IP Phones dropping out
- Weirdness: Two call center employees reported that the screens on their Cisco IP Phone went dark momentarily and they were kicked out of Cisco Finesse multiple times over a 2 hour period.
- Investigation: Looking at the switch logs, the two associated switch ports did not log any up/down events, nor did they log a PoE removal/granted. Also, the two switch ports were on separate switches in the switch stack. Talking to the users, the phones were not going through a full reboot process. The screens were just going dark and then coming back. For one user, we replaced their patch cable & then complete phone, but they still had the issue.

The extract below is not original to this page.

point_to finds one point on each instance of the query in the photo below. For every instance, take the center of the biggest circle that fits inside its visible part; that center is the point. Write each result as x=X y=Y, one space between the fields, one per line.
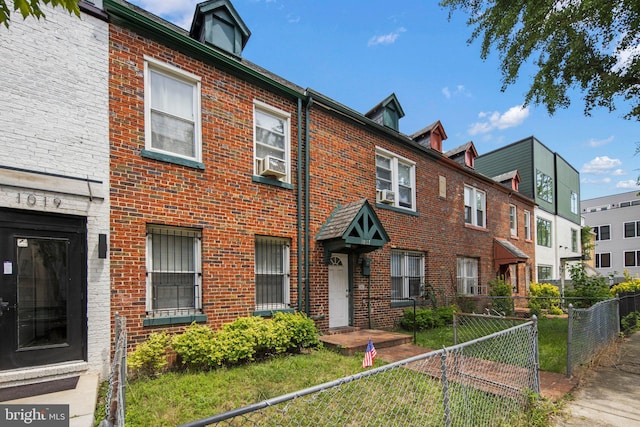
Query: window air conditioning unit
x=385 y=196
x=272 y=166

But, while going through the switch logs, we came across another switch port; again, on an entirely different switch in the stack; that was logging frequent PoE events.
14:37:12.163 UTC: %ILPOWER-5-POWER_GRANTED: Interface Gi3/0/27: Power granted (3750SWITCH-3)
14:37:12.691 UTC: %ILPOWER-5-IEEE_DISCONNECT: Interface Gi3/0/27: PD removed (3750SWITCH-3)
14:37:28.778 UTC: %ILPOWER-5-IEEE_DISCONNECT: Interface Gi3/0/27: PD removed (3750SWITCH-3)
14:37:45.254 UTC: %ILPOWER-5-IEEE_DISCONNECT: Interface Gi3/0/27: PD removed (3750SWITCH-3)
14:38:01.553 UTC: %ILPOWER-5-POWER_GRANTED: Interface Gi3/0/27: Power granted (3750SWITCH-3)
14:38:01.905 UTC: %ILPOWER-5-IEEE_DISCONNECT: Interface Gi3/0/27: PD removed (3750SWITCH-3)
14:38:18.462 UTC: %ILPOWER-5-IEEE_DISCONNECT: Interface Gi3/0/27: PD removed (3750SWITCH-3)
14:38:34.702 UTC: %ILPOWER-5-POWER_GRANTED: Interface Gi3/0/27: Power granted (3750SWITCH-3)
14:38:34.828 UTC: %ILPOWER-5-IEEE_DISCONNECT: Interface Gi3/0/27: PD removed (3750SWITCH-3)
14:38:50.791 UTC: %ILPOWER-5-IEEE_DISCONNECT: Interface Gi3/0/27: PD removed (3750SWITCH-3)
- Fix: We went to the desk that was logging the PoE events & there we found that the user had NO IP PHONE (DUN, DUN, DUUUUNNN). They were using a softphone on their PC and their PC was plugged into the logged port. They were also using a 25 foot patch cable to plug their PC in the 5 feet they needed to reach the wall port. We replaced the cable with a 7 foot patch cable and the switch stopped logging the PoE events & the other users stopped reporting the issues with their phones.